Oscar season is when I briefly convince myself that reading Variety over coffee and skimming the New York Times arts section at night qualifies as rigorous film scholarship. For a few weeks each year, I develop confident opinions about categories I forgot existed the previous spring, casually reference “industry buzz,” and begin sentences with “it feels like…” — awards-season shorthand for “I have absolutely no proof, but I am emotionally invested.”
Part of this confidence comes from experience. For roughly the past fifteen years, Oscar Sunday hasn’t meant sitting on the couch with snacks and a ballot. It has meant working — watching red-carpet arrivals in real time, producing coverage as winners are announced, and helping feed the bottomless appetite for Oscars content across ABC7NY.com and the wider ABC Owned Television Stations. After enough ceremonies spent toggling between live feeds, social-media spikes, and last-second headline rewrites, you begin to believe you understand how the night unfolds. Or at least you learn how to project calm while quietly bracing for the unexpected.

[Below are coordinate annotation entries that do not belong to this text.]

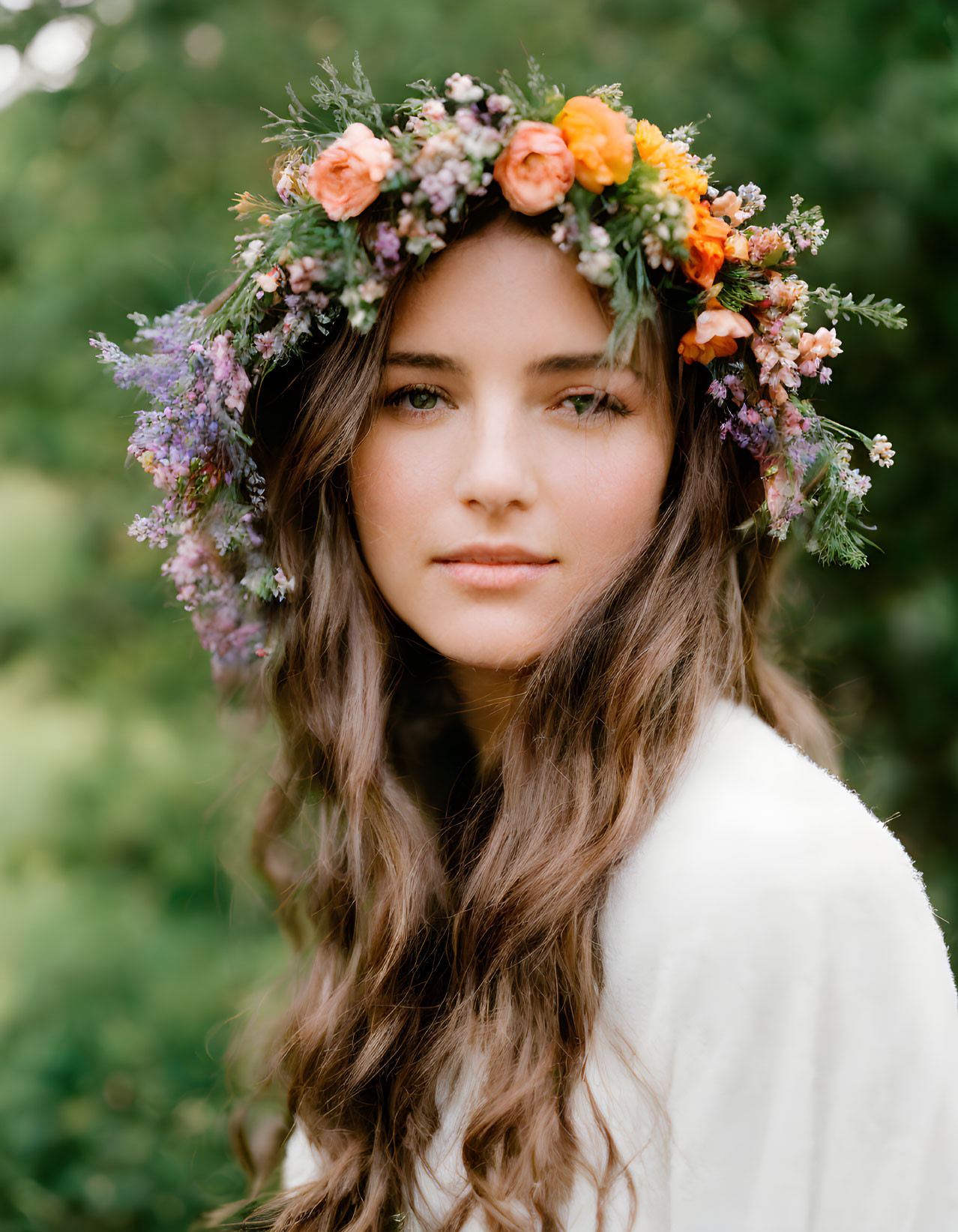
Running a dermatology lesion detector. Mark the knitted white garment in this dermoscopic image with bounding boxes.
[274,701,958,1232]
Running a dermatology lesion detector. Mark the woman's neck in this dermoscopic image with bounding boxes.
[450,661,519,764]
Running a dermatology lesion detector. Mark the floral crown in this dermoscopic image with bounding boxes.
[90,54,905,678]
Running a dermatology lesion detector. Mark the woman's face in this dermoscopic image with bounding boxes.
[350,223,674,669]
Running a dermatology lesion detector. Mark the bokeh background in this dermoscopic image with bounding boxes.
[0,0,958,1232]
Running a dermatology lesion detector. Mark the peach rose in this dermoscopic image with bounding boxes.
[553,94,634,192]
[682,202,729,291]
[678,299,753,364]
[492,119,575,214]
[761,456,803,521]
[307,124,393,222]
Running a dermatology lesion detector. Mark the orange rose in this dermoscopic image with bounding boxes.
[636,119,708,205]
[554,94,634,192]
[682,202,730,291]
[678,299,753,364]
[492,119,575,214]
[307,124,393,222]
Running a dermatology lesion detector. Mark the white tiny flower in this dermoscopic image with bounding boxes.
[868,433,895,466]
[253,266,280,291]
[577,251,615,287]
[274,569,295,598]
[420,98,446,124]
[485,94,513,115]
[446,73,483,102]
[240,239,265,270]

Those years also come with memories that make it difficult to treat the Oscars as a purely dignified cultural institution. There was the night the broadcast veered into live-television infamy when Will Smith walked onstage and smacked Chris Rock — a moment that turned a relatively boring ceremony into a breaking-news event heard around the world. There was the unforgettable envelope mix-up in 2017, when La La Land briefly won Best Picture before graciously, and somewhat publicly, returning the trophy to Moonlight. And of course, there was Ellen DeGeneres’s 2014 selfie — perhaps the most efficient demonstration in history of how Hollywood glamour and smartphone logistics can collide.
My cinematic worldview, however, was formed long before I was filing Oscars stories on deadline. I grew up on Disney, which probably explains my enduring faith in orchestral swells and emotional clarity. Pixar later deepened the imprint by making me cry over toys, robots, and, on one memorable occasion, real estate. My favorite film of all time remains Casablanca, a movie so elegantly constructed it makes modern plotting feel like it was completed during a lunch break. Paul Newman is still my favorite actor — effortless, intelligent, impossibly cool — though George Clooney in Michael Clayton came dangerously close to redefining what a perfectly calibrated movie performance looks like. And Katharine Hepburn remains the gold standard, proof that wit and authority never go out of style.

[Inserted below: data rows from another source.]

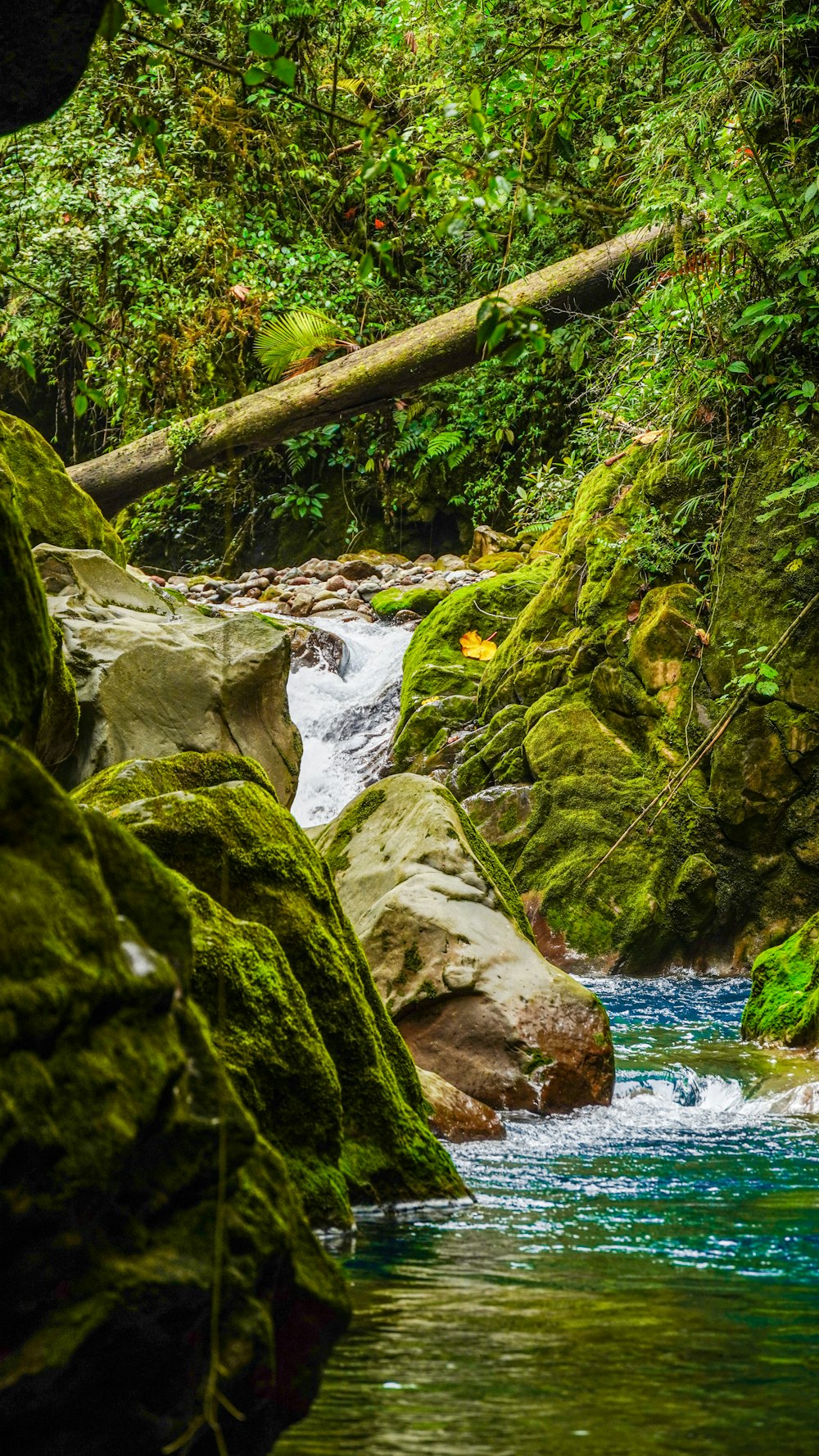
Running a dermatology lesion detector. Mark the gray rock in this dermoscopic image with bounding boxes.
[35,546,301,805]
[315,773,614,1113]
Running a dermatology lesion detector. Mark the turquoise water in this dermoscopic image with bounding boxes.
[276,974,819,1456]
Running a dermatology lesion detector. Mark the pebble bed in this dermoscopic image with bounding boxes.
[139,551,495,622]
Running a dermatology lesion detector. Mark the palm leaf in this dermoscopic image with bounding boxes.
[256,309,358,384]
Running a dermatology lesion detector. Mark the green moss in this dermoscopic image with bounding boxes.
[0,480,54,742]
[34,617,80,769]
[80,754,463,1203]
[473,551,527,575]
[319,787,387,873]
[369,585,446,617]
[742,916,819,1047]
[0,412,125,566]
[71,753,276,814]
[0,742,348,1450]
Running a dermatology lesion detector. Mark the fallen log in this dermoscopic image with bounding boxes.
[68,212,672,515]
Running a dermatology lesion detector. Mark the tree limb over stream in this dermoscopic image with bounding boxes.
[68,225,672,515]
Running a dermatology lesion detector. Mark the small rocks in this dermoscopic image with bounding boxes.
[129,527,518,629]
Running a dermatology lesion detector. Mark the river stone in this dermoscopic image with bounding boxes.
[418,1068,506,1143]
[315,773,614,1113]
[35,546,301,804]
[0,741,348,1456]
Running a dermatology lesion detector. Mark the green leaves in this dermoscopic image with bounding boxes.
[255,309,358,384]
[97,0,127,45]
[244,25,296,86]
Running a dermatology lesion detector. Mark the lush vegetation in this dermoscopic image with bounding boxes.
[0,0,819,565]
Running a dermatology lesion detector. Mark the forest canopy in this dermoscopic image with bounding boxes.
[0,0,819,564]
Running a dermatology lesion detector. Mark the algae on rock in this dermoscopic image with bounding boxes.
[0,741,348,1456]
[0,410,125,566]
[394,424,819,973]
[77,754,464,1218]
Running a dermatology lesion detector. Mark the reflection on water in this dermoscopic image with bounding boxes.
[276,976,819,1456]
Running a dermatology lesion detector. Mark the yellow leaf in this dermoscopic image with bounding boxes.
[461,632,497,663]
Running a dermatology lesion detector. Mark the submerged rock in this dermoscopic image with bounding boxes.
[35,546,301,804]
[0,741,348,1456]
[315,774,614,1113]
[0,410,125,566]
[75,754,464,1223]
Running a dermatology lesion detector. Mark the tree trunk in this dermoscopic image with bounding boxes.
[68,225,671,515]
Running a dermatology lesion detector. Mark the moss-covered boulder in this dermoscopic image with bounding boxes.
[742,914,819,1048]
[0,741,348,1456]
[0,410,125,566]
[393,564,559,787]
[315,773,614,1113]
[0,483,54,738]
[396,421,819,973]
[369,585,446,617]
[77,754,464,1204]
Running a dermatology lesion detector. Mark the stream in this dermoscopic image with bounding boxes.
[276,624,819,1456]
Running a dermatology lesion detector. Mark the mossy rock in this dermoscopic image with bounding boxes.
[0,412,127,566]
[0,741,349,1456]
[0,471,54,742]
[393,566,549,769]
[742,914,819,1048]
[79,754,463,1204]
[369,587,448,617]
[473,551,527,575]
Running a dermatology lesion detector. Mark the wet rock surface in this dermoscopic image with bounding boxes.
[35,546,301,804]
[314,774,614,1113]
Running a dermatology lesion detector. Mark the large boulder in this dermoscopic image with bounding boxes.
[0,410,125,566]
[0,740,348,1456]
[75,754,464,1205]
[0,459,79,764]
[394,421,819,974]
[315,774,614,1113]
[34,545,301,804]
[742,914,819,1050]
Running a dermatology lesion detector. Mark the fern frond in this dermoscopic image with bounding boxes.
[256,309,358,384]
[426,429,464,460]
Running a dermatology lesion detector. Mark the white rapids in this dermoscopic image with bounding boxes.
[287,617,410,828]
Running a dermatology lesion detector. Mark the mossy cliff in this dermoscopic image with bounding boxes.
[75,754,463,1223]
[393,559,559,773]
[0,740,348,1456]
[394,424,819,971]
[0,480,79,766]
[0,410,125,566]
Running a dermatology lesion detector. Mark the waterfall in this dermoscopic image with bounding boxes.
[288,619,409,828]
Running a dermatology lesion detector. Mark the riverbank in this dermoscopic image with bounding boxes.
[279,974,819,1456]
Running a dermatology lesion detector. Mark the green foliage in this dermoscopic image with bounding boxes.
[0,0,819,558]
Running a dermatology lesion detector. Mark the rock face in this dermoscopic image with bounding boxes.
[35,546,301,804]
[394,429,819,974]
[0,459,79,764]
[0,740,348,1456]
[418,1068,506,1143]
[315,774,614,1113]
[0,410,125,566]
[75,754,464,1224]
[742,916,819,1048]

All of which is to say: my Oscar picks arrive with both passion and baggage.
This year I managed to see all but one of the Best Picture nominees, an accomplishment I intend to reference casually for the foreseeable future. I also saw exactly one of the short films — The Singers, which is genuinely worth seeking out and, more importantly, allows me to speak with suspicious confidence about a category where most people are bluffing.

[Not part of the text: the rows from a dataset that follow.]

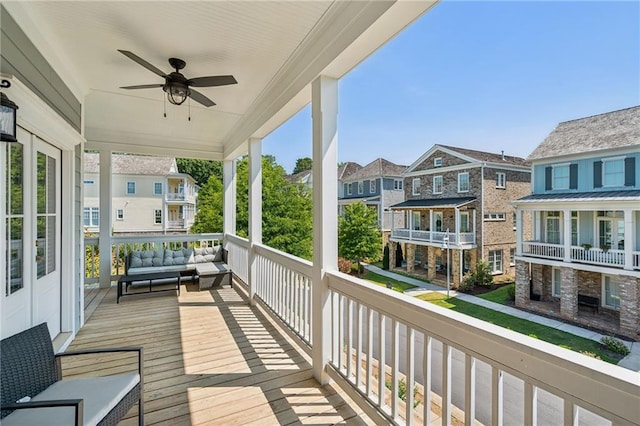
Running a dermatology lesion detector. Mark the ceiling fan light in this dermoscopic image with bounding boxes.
[165,82,189,105]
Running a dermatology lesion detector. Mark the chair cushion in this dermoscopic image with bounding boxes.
[2,373,140,426]
[162,248,193,266]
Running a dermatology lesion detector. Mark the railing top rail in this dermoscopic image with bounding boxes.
[328,272,640,424]
[255,244,313,277]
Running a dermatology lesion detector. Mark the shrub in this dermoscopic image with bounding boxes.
[338,257,351,274]
[382,244,389,271]
[507,284,516,302]
[458,272,476,293]
[600,336,629,356]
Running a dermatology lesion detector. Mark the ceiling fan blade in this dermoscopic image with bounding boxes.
[118,49,167,78]
[120,84,164,89]
[187,75,238,87]
[189,89,216,107]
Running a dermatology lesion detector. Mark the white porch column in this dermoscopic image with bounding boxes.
[624,209,636,269]
[516,208,524,256]
[100,150,111,288]
[562,209,571,262]
[248,138,262,305]
[311,76,338,385]
[222,159,236,235]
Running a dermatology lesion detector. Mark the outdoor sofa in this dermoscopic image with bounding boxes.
[0,323,144,426]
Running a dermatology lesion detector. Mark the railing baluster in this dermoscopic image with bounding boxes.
[442,342,451,426]
[391,318,400,420]
[405,326,416,426]
[491,366,503,426]
[422,334,432,425]
[464,354,476,426]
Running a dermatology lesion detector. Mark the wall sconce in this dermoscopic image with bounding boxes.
[0,80,18,142]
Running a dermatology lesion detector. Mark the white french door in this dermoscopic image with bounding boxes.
[31,137,62,337]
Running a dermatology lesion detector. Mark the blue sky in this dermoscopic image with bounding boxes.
[263,0,640,172]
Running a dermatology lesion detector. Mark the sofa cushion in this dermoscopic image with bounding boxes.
[162,248,193,266]
[194,246,219,263]
[2,373,140,426]
[129,249,164,268]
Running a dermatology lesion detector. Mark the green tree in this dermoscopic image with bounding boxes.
[189,174,223,234]
[236,155,313,259]
[338,202,382,270]
[176,158,222,187]
[293,157,313,175]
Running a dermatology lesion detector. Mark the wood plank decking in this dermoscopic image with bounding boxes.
[64,284,373,425]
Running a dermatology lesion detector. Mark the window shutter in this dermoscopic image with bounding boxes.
[544,166,553,191]
[593,161,602,188]
[569,164,578,189]
[624,157,636,186]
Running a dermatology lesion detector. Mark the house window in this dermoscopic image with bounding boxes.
[602,275,620,309]
[458,172,469,192]
[551,267,562,297]
[551,164,569,189]
[411,178,420,195]
[489,250,502,274]
[460,212,470,232]
[602,158,624,186]
[84,207,100,226]
[545,212,561,244]
[127,182,136,194]
[484,213,507,222]
[433,176,442,194]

If I’m being completely honest, none of this year’s Best Picture nominees truly floored me. I admired elements, respected the ambition, occasionally enjoyed myself — but I never quite experienced that rare electric jolt that makes you feel you’re watching something you’ll carry around for decades. Personal taste and strategic prediction don’t always align. I didn’t particularly care for Sinners, yet Michael B. Jordan’s performance feels impossible to ignore. Sometimes you simply have to respect the craft even when the movie itself leaves you unmoved. Sean Penn, meanwhile, appears to have delivered the kind of supporting performance that arrives pre-packaged with historical significance — the sort that inspires solemn nodding and decisive ballot marking.
That same film, One Battle After Another, was one of the year’s more satisfying surprises for me: ambitious without being exhausting, confident without being self-important. Watching it steadily accumulate awards-season victories has felt less like suspense and more like observing a well-organized transfer of power.
The best actress race offers a gentler internal conflict. I was genuinely charmed by Kate Hudson in Song Sung Blue, a reminder that movie-star magnetism remains both real and undervalued. But Jessie Buckley’s dominance this season has been so overwhelming that resisting her now would feel less like independent thinking and more like arguing with gravity.
And so, after months of watching, reading, overanalyzing, and filling out prediction grids with the seriousness of a tax return, I arrive at the same conclusion as much of the industry. When the final envelope is opened, the night will likely belong to One Battle After Another — a title that doubles as an apt description of awards season itself: a long, suspenseful march toward an outcome we all pretend to be surprised by.